As preocupações, no entanto, não cessaram. Tinha ouvido nos noticiários que haveria uma grande movimentação da polícia federal, em Guarulhos, a partir das 16:00hs. Felizmente, chegando em Guarulhos, tudo transcorreu normalmente e, em tempo hábil o embarque estava feito. A operação efetivamente aconteceu, mas a partir das 16:00. Nós já estávamos nas alturas. O embarque fora as 15:30 hs. UFA. Onze horas nos separavam de Madrid, com um fuso horário de cinco horas. Nos forneceram os jornais do dia. O grande destaque de El Pais foi a medida adotada pelo primeiro ministro Rajoy, de prorrogar por mais tempo o auxílio para os desempregados no valor de 400,00 euros, que fora instituído em 2011, ainda no governo do PSOE. O jornal seguia com quatro páginas de opinião.

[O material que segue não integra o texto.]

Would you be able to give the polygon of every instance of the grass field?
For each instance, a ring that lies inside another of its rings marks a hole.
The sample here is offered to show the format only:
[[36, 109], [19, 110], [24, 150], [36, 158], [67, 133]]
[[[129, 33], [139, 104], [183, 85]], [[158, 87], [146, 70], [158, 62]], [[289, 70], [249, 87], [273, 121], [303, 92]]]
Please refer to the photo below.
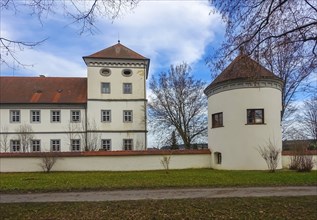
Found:
[[173, 187], [317, 185], [317, 171], [220, 171], [1, 173], [0, 192], [53, 192]]
[[1, 204], [1, 219], [316, 219], [317, 197]]

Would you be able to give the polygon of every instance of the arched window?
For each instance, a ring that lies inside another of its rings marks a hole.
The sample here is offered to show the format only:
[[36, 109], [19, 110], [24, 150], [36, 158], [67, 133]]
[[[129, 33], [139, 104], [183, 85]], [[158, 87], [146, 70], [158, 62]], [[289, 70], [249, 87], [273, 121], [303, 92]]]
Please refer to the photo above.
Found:
[[110, 76], [111, 75], [111, 70], [108, 68], [102, 68], [100, 70], [100, 75], [102, 76]]
[[132, 70], [124, 69], [124, 70], [122, 70], [122, 75], [126, 76], [126, 77], [131, 76], [132, 75]]
[[215, 152], [215, 161], [216, 161], [216, 164], [222, 163], [222, 155], [220, 152]]

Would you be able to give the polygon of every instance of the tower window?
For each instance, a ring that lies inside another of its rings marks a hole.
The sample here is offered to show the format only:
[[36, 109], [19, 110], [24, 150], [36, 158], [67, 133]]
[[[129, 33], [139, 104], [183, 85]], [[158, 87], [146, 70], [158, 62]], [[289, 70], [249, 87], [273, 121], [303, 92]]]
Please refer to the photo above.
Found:
[[101, 93], [110, 94], [110, 83], [101, 83]]
[[247, 109], [247, 124], [264, 124], [264, 109]]
[[31, 110], [31, 122], [40, 122], [41, 112], [39, 110]]
[[132, 83], [123, 83], [123, 94], [132, 94]]
[[71, 122], [80, 122], [80, 111], [71, 110], [70, 114], [71, 114], [70, 115]]
[[10, 110], [10, 121], [20, 122], [20, 110]]
[[216, 164], [222, 163], [222, 156], [220, 152], [215, 152], [215, 161], [216, 161]]
[[223, 114], [222, 112], [215, 113], [211, 115], [211, 127], [218, 128], [223, 127]]
[[133, 150], [133, 139], [123, 139], [123, 150]]
[[103, 68], [100, 70], [100, 75], [102, 76], [110, 76], [111, 75], [111, 70], [107, 68]]
[[123, 122], [132, 122], [132, 111], [131, 110], [125, 110], [123, 111]]
[[124, 69], [124, 70], [122, 70], [122, 75], [123, 76], [131, 76], [132, 75], [132, 70]]

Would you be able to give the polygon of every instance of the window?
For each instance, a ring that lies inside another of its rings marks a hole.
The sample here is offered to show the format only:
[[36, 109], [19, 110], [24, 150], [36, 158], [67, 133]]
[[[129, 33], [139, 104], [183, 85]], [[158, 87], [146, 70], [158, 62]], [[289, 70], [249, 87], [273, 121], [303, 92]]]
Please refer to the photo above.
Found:
[[31, 110], [31, 122], [40, 122], [41, 112], [39, 110]]
[[32, 140], [31, 141], [31, 151], [32, 152], [40, 152], [41, 151], [41, 141], [40, 140]]
[[264, 109], [247, 109], [247, 124], [264, 124]]
[[101, 93], [110, 94], [110, 83], [101, 83]]
[[133, 150], [133, 139], [123, 139], [123, 150]]
[[215, 161], [216, 161], [216, 164], [221, 164], [222, 163], [221, 153], [215, 152]]
[[132, 111], [123, 111], [123, 122], [132, 122]]
[[11, 147], [11, 152], [20, 152], [21, 150], [20, 140], [11, 140], [10, 147]]
[[111, 110], [101, 110], [101, 121], [111, 122]]
[[71, 122], [80, 122], [80, 111], [75, 111], [75, 110], [72, 110], [70, 111], [70, 114], [71, 114]]
[[223, 127], [223, 114], [222, 112], [220, 113], [216, 113], [216, 114], [212, 114], [211, 115], [211, 124], [212, 124], [212, 128], [218, 128], [218, 127]]
[[61, 151], [61, 141], [60, 140], [51, 140], [51, 151]]
[[132, 75], [132, 70], [124, 69], [124, 70], [122, 70], [122, 75], [126, 76], [126, 77], [131, 76]]
[[101, 140], [101, 149], [110, 150], [111, 149], [111, 140], [110, 139]]
[[71, 148], [72, 151], [80, 151], [80, 140], [71, 139]]
[[20, 110], [11, 110], [10, 111], [10, 121], [11, 122], [20, 122]]
[[100, 70], [100, 75], [102, 76], [110, 76], [111, 75], [111, 70], [107, 68], [102, 68]]
[[123, 94], [132, 94], [132, 83], [123, 83]]
[[51, 111], [51, 122], [60, 122], [61, 121], [61, 111]]

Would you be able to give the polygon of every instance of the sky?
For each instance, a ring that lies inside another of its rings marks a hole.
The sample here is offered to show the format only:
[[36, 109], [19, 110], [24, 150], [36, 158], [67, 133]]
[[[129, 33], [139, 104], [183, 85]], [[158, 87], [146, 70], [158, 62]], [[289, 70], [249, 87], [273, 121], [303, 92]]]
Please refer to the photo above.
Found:
[[[84, 7], [84, 6], [83, 6]], [[25, 68], [5, 57], [14, 69], [1, 65], [2, 76], [85, 77], [83, 56], [118, 42], [149, 58], [150, 77], [170, 65], [190, 64], [196, 79], [211, 82], [208, 54], [223, 39], [224, 24], [206, 0], [141, 0], [115, 20], [99, 16], [94, 33], [80, 34], [62, 10], [43, 15], [41, 21], [25, 7], [1, 12], [1, 36], [14, 40], [41, 41], [33, 49], [13, 48]]]

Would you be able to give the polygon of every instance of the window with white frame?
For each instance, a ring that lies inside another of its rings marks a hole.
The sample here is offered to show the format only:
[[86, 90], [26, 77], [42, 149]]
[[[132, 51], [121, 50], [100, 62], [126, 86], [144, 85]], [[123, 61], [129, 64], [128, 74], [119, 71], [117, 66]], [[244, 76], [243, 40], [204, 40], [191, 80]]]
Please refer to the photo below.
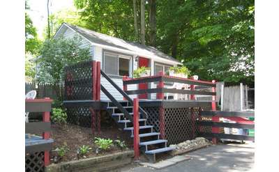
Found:
[[155, 63], [154, 66], [155, 66], [155, 71], [154, 71], [155, 75], [158, 75], [160, 71], [163, 71], [164, 74], [166, 74], [169, 71], [169, 68], [172, 67], [172, 65], [156, 63]]
[[131, 57], [112, 52], [104, 52], [104, 70], [108, 75], [130, 76]]

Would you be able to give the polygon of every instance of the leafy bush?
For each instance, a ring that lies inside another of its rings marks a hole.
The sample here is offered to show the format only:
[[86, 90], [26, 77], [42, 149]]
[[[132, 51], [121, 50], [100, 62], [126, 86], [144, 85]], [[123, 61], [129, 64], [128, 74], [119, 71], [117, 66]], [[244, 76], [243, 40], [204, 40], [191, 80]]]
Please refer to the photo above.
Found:
[[51, 120], [54, 123], [59, 124], [66, 124], [67, 123], [67, 114], [60, 108], [52, 108]]
[[121, 150], [127, 148], [127, 145], [125, 143], [125, 141], [114, 140], [114, 146], [119, 147]]
[[140, 77], [140, 75], [146, 72], [146, 70], [150, 70], [150, 68], [142, 66], [135, 70], [134, 72], [133, 72], [134, 78]]
[[80, 147], [77, 149], [77, 154], [81, 155], [85, 155], [88, 153], [89, 153], [89, 150], [91, 149], [92, 148], [90, 148], [89, 146], [83, 145], [82, 146]]
[[70, 150], [70, 149], [68, 148], [68, 146], [66, 145], [63, 146], [60, 148], [57, 148], [54, 150], [54, 151], [56, 151], [58, 153], [58, 155], [61, 157], [64, 157], [66, 153], [69, 150]]
[[95, 144], [96, 144], [99, 148], [103, 150], [107, 150], [110, 148], [110, 146], [112, 146], [112, 140], [107, 139], [101, 139], [99, 137], [95, 137]]

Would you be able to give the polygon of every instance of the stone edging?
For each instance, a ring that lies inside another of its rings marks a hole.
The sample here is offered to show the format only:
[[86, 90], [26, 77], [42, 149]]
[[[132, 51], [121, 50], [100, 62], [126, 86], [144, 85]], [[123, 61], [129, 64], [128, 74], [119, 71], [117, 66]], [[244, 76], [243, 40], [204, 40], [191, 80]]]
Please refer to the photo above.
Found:
[[206, 147], [206, 146], [210, 146], [210, 145], [212, 145], [212, 144], [211, 143], [205, 143], [204, 145], [196, 146], [195, 148], [192, 148], [187, 149], [187, 150], [174, 150], [171, 153], [171, 155], [172, 156], [178, 155], [186, 153], [188, 153], [188, 152], [190, 152], [190, 151], [193, 151], [193, 150], [197, 150], [197, 149], [200, 149], [200, 148]]
[[132, 162], [133, 150], [123, 151], [108, 155], [95, 157], [59, 164], [52, 164], [45, 167], [47, 172], [63, 171], [109, 171], [124, 166]]

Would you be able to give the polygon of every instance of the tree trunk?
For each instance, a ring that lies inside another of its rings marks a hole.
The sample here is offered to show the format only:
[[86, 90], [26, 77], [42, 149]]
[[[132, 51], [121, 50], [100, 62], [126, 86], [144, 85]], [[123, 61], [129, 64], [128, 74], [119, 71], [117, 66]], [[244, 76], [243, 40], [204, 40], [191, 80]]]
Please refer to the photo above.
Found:
[[137, 0], [133, 1], [134, 6], [134, 26], [135, 26], [135, 38], [136, 41], [139, 40], [139, 30], [137, 28]]
[[150, 45], [156, 46], [156, 1], [150, 0], [149, 12], [150, 24]]
[[145, 45], [145, 0], [140, 1], [140, 40], [142, 45]]
[[47, 0], [47, 38], [50, 38], [50, 0]]

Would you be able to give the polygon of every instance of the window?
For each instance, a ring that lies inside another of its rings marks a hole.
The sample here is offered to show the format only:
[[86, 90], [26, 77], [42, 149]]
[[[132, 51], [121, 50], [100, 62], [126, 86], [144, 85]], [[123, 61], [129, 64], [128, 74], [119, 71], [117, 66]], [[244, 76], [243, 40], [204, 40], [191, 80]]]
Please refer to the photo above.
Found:
[[119, 57], [119, 75], [129, 76], [130, 59]]
[[130, 76], [130, 57], [114, 53], [104, 53], [104, 70], [108, 75]]
[[158, 75], [160, 71], [163, 71], [164, 74], [166, 74], [171, 65], [167, 65], [164, 64], [155, 63], [155, 75]]

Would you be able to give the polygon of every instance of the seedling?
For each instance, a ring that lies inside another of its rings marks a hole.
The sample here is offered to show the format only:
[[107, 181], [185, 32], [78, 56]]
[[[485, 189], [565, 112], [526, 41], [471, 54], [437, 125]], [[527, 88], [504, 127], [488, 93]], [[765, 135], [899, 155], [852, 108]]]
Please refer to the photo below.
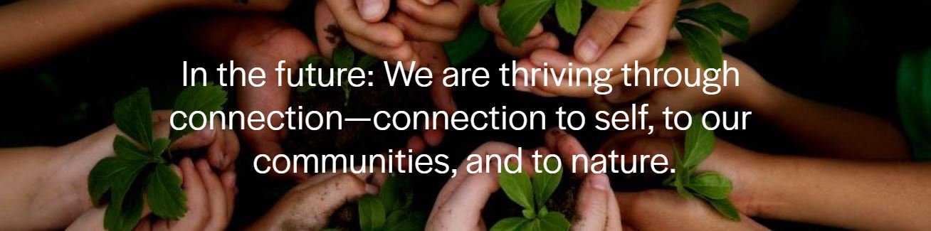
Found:
[[[426, 216], [411, 209], [413, 193], [407, 177], [389, 177], [378, 196], [365, 195], [358, 199], [358, 224], [362, 231], [424, 230]], [[328, 231], [342, 230], [328, 228]]]
[[[557, 163], [547, 161], [548, 169], [556, 169]], [[510, 169], [520, 167], [510, 164]], [[562, 168], [556, 173], [546, 171], [537, 172], [533, 181], [522, 170], [517, 173], [501, 171], [498, 173], [498, 184], [507, 195], [507, 197], [524, 210], [523, 216], [510, 217], [498, 221], [492, 226], [492, 231], [522, 230], [522, 231], [564, 231], [569, 230], [569, 220], [559, 211], [549, 211], [546, 207], [546, 200], [556, 191], [562, 179]]]
[[[533, 25], [555, 7], [560, 27], [573, 35], [582, 25], [583, 0], [506, 0], [498, 11], [498, 22], [507, 41], [519, 48]], [[629, 10], [640, 5], [640, 0], [585, 0], [599, 8]], [[476, 0], [482, 6], [491, 6], [498, 0]]]
[[685, 153], [673, 145], [676, 173], [664, 184], [675, 187], [683, 197], [698, 197], [714, 207], [721, 215], [732, 221], [740, 221], [740, 214], [727, 199], [733, 185], [731, 180], [720, 172], [696, 172], [695, 169], [714, 149], [714, 132], [705, 126], [693, 123], [685, 132]]
[[[329, 61], [319, 55], [314, 55], [311, 57], [307, 57], [307, 59], [304, 60], [303, 63], [301, 63], [301, 66], [307, 67], [308, 65], [312, 65], [314, 67], [320, 68], [319, 69], [321, 72], [320, 75], [322, 76], [333, 76], [331, 73], [333, 72], [333, 70], [331, 68], [327, 68], [327, 67], [335, 67], [343, 69], [351, 69], [354, 67], [358, 67], [361, 68], [362, 70], [367, 70], [377, 62], [378, 59], [368, 54], [362, 55], [361, 57], [358, 58], [358, 60], [357, 60], [356, 50], [353, 49], [352, 47], [344, 45], [340, 46], [339, 48], [333, 50], [332, 61]], [[352, 91], [352, 86], [349, 86], [348, 84], [348, 78], [349, 78], [348, 72], [343, 72], [342, 74], [343, 75], [340, 75], [339, 76], [336, 77], [340, 78], [341, 81], [344, 83], [342, 87], [343, 87], [343, 92], [345, 94], [345, 101], [343, 103], [348, 104], [349, 93]], [[311, 83], [311, 81], [314, 81], [316, 79], [313, 76], [306, 76], [306, 77], [309, 78], [307, 80], [308, 81], [307, 83]], [[331, 80], [331, 82], [332, 82], [332, 80]], [[318, 86], [318, 84], [315, 83], [313, 84], [313, 86], [311, 84], [304, 84], [302, 85], [301, 87], [298, 87], [297, 91], [304, 93], [317, 88], [315, 86]]]
[[[220, 111], [224, 102], [226, 91], [219, 86], [190, 87], [178, 95], [174, 110], [188, 114]], [[101, 204], [104, 195], [110, 196], [103, 227], [113, 231], [134, 228], [142, 218], [142, 197], [158, 217], [177, 220], [184, 216], [187, 197], [182, 191], [181, 178], [169, 167], [169, 147], [194, 129], [172, 129], [167, 138], [154, 138], [148, 88], [117, 102], [114, 120], [128, 137], [117, 135], [114, 140], [116, 156], [97, 162], [88, 178], [88, 190], [95, 205]]]

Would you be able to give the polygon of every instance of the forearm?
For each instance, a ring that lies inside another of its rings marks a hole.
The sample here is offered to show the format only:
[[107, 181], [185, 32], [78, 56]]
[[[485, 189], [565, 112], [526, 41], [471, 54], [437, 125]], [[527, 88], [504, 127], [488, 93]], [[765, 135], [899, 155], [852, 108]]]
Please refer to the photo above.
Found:
[[[851, 229], [931, 225], [931, 166], [757, 156], [742, 163], [741, 192], [751, 216]], [[737, 189], [735, 189], [737, 190]]]
[[159, 1], [23, 0], [0, 7], [0, 71], [35, 63], [155, 13]]
[[848, 159], [908, 159], [909, 146], [888, 121], [808, 101], [767, 83], [748, 90], [745, 107], [809, 152]]

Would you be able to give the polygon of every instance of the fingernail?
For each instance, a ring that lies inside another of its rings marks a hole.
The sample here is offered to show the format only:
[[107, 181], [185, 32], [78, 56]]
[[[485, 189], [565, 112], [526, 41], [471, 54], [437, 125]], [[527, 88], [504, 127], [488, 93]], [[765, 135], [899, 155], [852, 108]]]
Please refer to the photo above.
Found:
[[362, 18], [366, 20], [377, 20], [382, 8], [385, 7], [382, 0], [365, 0], [362, 2]]
[[608, 191], [608, 188], [611, 188], [611, 182], [608, 181], [608, 176], [604, 174], [592, 175], [588, 178], [588, 184], [595, 189], [602, 191]]
[[595, 57], [597, 55], [598, 55], [598, 44], [595, 44], [595, 41], [592, 41], [591, 39], [586, 39], [584, 42], [582, 42], [582, 45], [579, 46], [579, 56], [580, 56], [579, 59], [581, 59], [582, 61], [586, 62], [592, 62], [595, 61], [595, 59], [598, 58]]

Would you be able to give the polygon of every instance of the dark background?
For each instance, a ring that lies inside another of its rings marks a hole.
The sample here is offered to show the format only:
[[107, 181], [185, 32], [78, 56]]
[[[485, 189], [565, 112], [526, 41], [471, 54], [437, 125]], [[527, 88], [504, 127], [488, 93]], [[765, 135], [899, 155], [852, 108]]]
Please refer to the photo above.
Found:
[[[285, 17], [309, 30], [310, 5], [296, 3]], [[896, 68], [903, 52], [928, 47], [929, 5], [921, 1], [803, 1], [781, 23], [747, 43], [726, 48], [725, 52], [749, 63], [768, 81], [789, 92], [897, 122]], [[112, 124], [114, 102], [142, 87], [151, 88], [154, 108], [169, 108], [181, 88], [182, 61], [205, 67], [218, 63], [188, 45], [190, 21], [204, 14], [157, 16], [48, 62], [0, 74], [0, 147], [61, 145], [78, 140]], [[492, 43], [483, 50], [463, 66], [496, 69], [511, 60], [498, 53]], [[464, 111], [501, 105], [511, 111], [553, 111], [557, 106], [584, 110], [586, 106], [583, 101], [541, 99], [500, 87], [457, 88], [455, 97]], [[232, 106], [234, 103], [227, 103], [235, 109]], [[775, 128], [756, 120], [749, 125], [749, 130], [721, 131], [718, 135], [754, 150], [801, 152]], [[589, 150], [607, 136], [596, 131], [574, 133]], [[487, 141], [533, 147], [543, 144], [543, 131], [452, 131], [447, 133], [440, 147], [426, 152], [463, 157]], [[238, 169], [243, 170], [239, 183], [250, 186], [240, 186], [234, 227], [263, 214], [277, 196], [290, 186], [255, 176], [249, 170], [250, 155], [240, 156]], [[453, 162], [451, 165], [456, 166], [458, 160]], [[418, 207], [428, 211], [448, 176], [416, 178], [415, 197], [423, 203]], [[808, 227], [767, 224], [774, 228]]]

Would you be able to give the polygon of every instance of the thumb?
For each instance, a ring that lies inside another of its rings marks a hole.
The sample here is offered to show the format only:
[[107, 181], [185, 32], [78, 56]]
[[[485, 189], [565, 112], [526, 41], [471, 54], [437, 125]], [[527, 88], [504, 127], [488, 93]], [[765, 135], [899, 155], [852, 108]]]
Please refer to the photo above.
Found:
[[376, 22], [385, 19], [388, 13], [389, 0], [356, 0], [356, 7], [363, 20]]

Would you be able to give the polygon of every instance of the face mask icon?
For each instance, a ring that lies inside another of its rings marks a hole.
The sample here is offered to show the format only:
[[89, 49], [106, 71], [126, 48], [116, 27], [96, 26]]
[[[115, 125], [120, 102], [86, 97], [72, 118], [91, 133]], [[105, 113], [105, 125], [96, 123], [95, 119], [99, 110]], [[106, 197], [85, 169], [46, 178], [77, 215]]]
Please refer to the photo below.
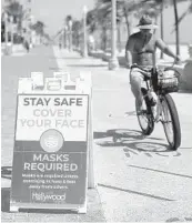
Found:
[[40, 138], [41, 148], [46, 152], [58, 152], [63, 145], [63, 136], [58, 130], [48, 130]]

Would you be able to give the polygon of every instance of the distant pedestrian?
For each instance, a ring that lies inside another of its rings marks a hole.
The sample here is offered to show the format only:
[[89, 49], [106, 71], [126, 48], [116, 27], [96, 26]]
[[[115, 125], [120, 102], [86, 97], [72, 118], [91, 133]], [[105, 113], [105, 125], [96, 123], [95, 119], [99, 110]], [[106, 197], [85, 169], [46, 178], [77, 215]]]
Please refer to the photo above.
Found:
[[30, 45], [29, 45], [28, 40], [24, 40], [24, 48], [26, 48], [27, 52], [29, 52]]
[[88, 51], [91, 52], [94, 50], [94, 38], [92, 34], [88, 38]]

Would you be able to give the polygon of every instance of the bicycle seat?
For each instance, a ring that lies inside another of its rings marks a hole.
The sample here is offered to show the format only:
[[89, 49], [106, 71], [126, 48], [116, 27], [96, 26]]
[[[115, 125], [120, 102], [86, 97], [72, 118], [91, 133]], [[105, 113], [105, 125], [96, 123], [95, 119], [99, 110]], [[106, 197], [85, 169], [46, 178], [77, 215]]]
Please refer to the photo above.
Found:
[[140, 65], [138, 65], [137, 63], [132, 64], [131, 65], [131, 69], [134, 69], [134, 68], [138, 68], [141, 70], [141, 73], [144, 75], [144, 81], [148, 81], [150, 80], [151, 78], [151, 69], [150, 70], [146, 70], [144, 68], [141, 68]]

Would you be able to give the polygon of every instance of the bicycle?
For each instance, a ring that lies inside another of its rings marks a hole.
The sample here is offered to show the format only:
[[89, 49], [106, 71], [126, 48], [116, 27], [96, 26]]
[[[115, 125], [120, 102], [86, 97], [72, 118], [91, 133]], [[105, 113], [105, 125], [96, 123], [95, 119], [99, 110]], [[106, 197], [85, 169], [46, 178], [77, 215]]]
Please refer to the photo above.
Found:
[[[144, 109], [139, 111], [135, 100], [137, 116], [144, 135], [150, 135], [154, 130], [154, 123], [161, 122], [171, 150], [178, 150], [181, 144], [181, 128], [175, 103], [170, 93], [179, 90], [178, 70], [172, 67], [165, 69], [151, 69], [150, 71], [133, 64], [131, 69], [139, 68], [144, 75], [146, 88], [141, 88], [144, 100]], [[172, 75], [170, 75], [172, 71]], [[169, 73], [168, 73], [169, 72]], [[169, 77], [168, 77], [169, 74]], [[150, 99], [150, 92], [156, 95], [156, 104]], [[154, 109], [156, 108], [156, 109]], [[156, 111], [156, 112], [154, 112]]]

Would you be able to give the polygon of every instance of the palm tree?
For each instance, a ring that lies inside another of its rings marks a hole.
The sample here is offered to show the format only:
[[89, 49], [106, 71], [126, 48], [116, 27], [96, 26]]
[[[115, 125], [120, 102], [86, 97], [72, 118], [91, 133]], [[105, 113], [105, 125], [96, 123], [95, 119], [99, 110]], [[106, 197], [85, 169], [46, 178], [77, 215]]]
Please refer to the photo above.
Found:
[[36, 31], [37, 34], [43, 37], [46, 24], [42, 21], [37, 21], [31, 26], [31, 29]]
[[[179, 31], [179, 23], [181, 22], [181, 20], [185, 17], [185, 14], [188, 14], [191, 11], [191, 6], [189, 7], [189, 9], [186, 10], [185, 13], [183, 13], [181, 16], [181, 18], [179, 18], [178, 16], [178, 2], [182, 2], [182, 1], [188, 1], [188, 0], [144, 0], [144, 2], [154, 2], [156, 6], [162, 6], [162, 4], [172, 4], [173, 6], [173, 10], [174, 10], [174, 31], [175, 31], [175, 43], [176, 43], [176, 54], [180, 55], [180, 31]], [[190, 0], [191, 1], [191, 0]]]
[[22, 4], [20, 4], [18, 1], [10, 1], [9, 4], [4, 7], [4, 12], [9, 17], [13, 17], [13, 23], [18, 23], [18, 31], [20, 31], [24, 16]]
[[191, 2], [189, 4], [188, 9], [179, 18], [178, 23], [180, 23], [190, 13], [192, 13], [192, 0], [191, 0]]

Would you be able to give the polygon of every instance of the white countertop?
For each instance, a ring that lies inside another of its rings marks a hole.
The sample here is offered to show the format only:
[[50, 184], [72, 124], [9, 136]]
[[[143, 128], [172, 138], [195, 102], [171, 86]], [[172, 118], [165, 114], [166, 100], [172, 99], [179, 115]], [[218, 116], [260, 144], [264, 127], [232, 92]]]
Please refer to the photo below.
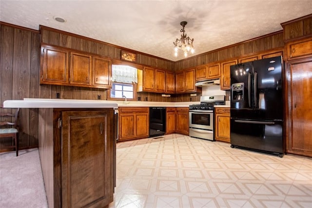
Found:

O La Vanguardia também destacava a medida da prorrogação do auxílio dos 400,00 euros e também os incêndios florestais, em função das grandes secas, praticamente não chove no verão europeu. Na política internacional todo o destaque foi dado para a escolha do vice de Mit Romney, da direita radical. Impressionantes as páginas de cultura do jornal: Savater, Sizek, Bernanos, Bauman estavam presentes nestas páginas. Me chamou atenção ainda uma matéria sobre o turismo em Londres, durante a Olimpíada, que diminui em vez de aumentar e uma matéria sobre os ausentes do show de encerramento destas mesmas olimpíadas. Os temas relacionados com a crise européia nos acompanharam em toda a viagem.
Ainda me chamou a atenção no La Vanguardia, a propaganda do Boston Medical, a mesma dos jornais daqui, da cura da ejaculação precoce e outras questões sexuais. Seria um problema assim tão universal?...
No serviço de bordo, por incrível que pareça, uma garrafinha de vinho (170ml.) foi servida, com direito a repetição. Pela adrenalina, pelo fuso horário e em consequência dos serviços de bordo, não se dorme nesta viagem.
A bela autobiografia literária O Espírito da prosa do Cristóvão Tezza também me ajudou a passar algumas horas. Este tema de como as pessoas se formaram, quais os caminhos que percorreram, que leituras fizeram, quais e como foram tomadas as grandes decisões ao longo da vida é um tema que me atrai demais. Como são diferentes os caminhos que são percorridos. Comparações com a minha formação necessáriamente são feitas. Um dia escrevo sobre isso.
A chegada a Madrid se deu as 6:30 hs. da manhã. Pouca gente no aeroporto enorme e complicado para o navegador de primeira viagem. Ele tem duas alas. As letras do ticket iam te encaminhando até chegar a um trem/metrô, e aí vem a dúvida: eu não quero sair do aeroporto. Mas não é sair. É apenas chegar a outra ala.
Depois de muita esteira e elevador chegamos ao local de embarque para Roma. Mais uma viagem de 3:00 horas e finalmente estávamos em Roma. Aí os serviços de bordo já foram cobrados, e bem cobrados. O serviço do transfer foi impecável. O passaporte foi carimbado em Madrid e depois disso você não precisa mais apresentá-lo, uma vez que você está na União Européia. Nenhum tipo de problema, destes que assustam brasileiros, no aeroporto de Madrid. O carimbo no passaporte não durou um minuto sequer. Amanhã conto sobre Roma.